Since the majority of Canadians live in the relatively narrow strip of land close to the long border with the United States, Canadians in need of urgent care are occasionally transferred to nearby American medical facilities. In some circumstances, Canadian mothers facing a high-risk delivery have given birth in American hospitals. Such children are American citizens by birthright. [31] Since, in this regard, Canadian law is similar to that of the US, children born in Canada of American parents are also Canadian citizens by birthright. [32] In both situations that birthright citizenship is passed on to their children. In some cases birth in an American hospital (sometimes called "border babies") has resulted in people living much of their lives in Canada and unknowingly never holding Canadian Citizenship, a group sometimes called Lost Canadians [33]
There are varying interpretations of the original intent of Congress, based on statements made during the congressional debate over the 14th amendment to the U.S. constitution.[34] During the original debate over the amendment Senator Jacob M. Howard of Michigan—the author of the Citizenship Clause—described the clause as excluding not only Indians but “persons born in the United States who are foreigners, aliens, who belong to the families of ambassadors or foreign ministers.” He was supported by other senators, including Edgar Cowan, Reverdy Johnson, and Senate Judiciary Committee Chairman Lyman Trumbull.[35] Howard additionally stated the word jurisdiction meant "the same jurisdiction in extent and quality as applies to every citizen of the United States now"[35] and that the United States possessed a “full and complete jurisdiction” over the person described in the amendment.[36][37][35]
Other senators, including Senator John Conness,[38] supported the amendment, believing citizenship ought to be extended to children of foreigners.
In the late 1990s opposition arose over the longstanding practice of granting automatic citizenship on a jus soli basis to American-born children of illegal immigrants and tourists[39] as fears grew in some circles that the existing law encouraged parents-to-be to come to the United States to have children in order to improve the parents' chances of attaining legal residency themselves.[38][40] Some media correspondents[41][42] and public leaders, including former congressman Virgil Goode, have controversially dubbed this the "anchor baby" situation,[43][44] and politicians have proposed legislation on this basis that might alter how birthright citizenship is awarded.

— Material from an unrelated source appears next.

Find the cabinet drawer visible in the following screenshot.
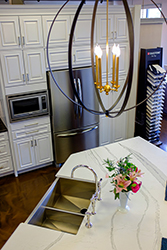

Bills have been introduced from time to time in Congress which have sought to declare U.S.-born children of foreign nationals not to be subject to the "jurisdiction" of the United States, and thus not entitled to citizenship via the 14th Amendment, unless at least one parent were a U.S. citizen or a lawful permanent resident. For example, Representative Nathan Deal (a Republican from Georgia) introduced the "Citizenship Reform Act of 2005" (H.R. 698) in the 109th Congress, and the "Birthright Citizenship Act of 2007" (H.R. 1940)[45] in the 110th Congress. Neither these nor any similar bills, however, have ever been approved by Congress.
Some legislators, unsure whether such acts of Congress would survive court challenges, have proposed that the Citizenship Clause be changed through a constitutional amendment.[46] Senate Joint Resolution 6, introduced on January 16, 2009 in the 111th Congress, proposes such an amendment;[47] however, neither this, nor any other proposed amendment, has yet been approved by Congress for ratification by the states.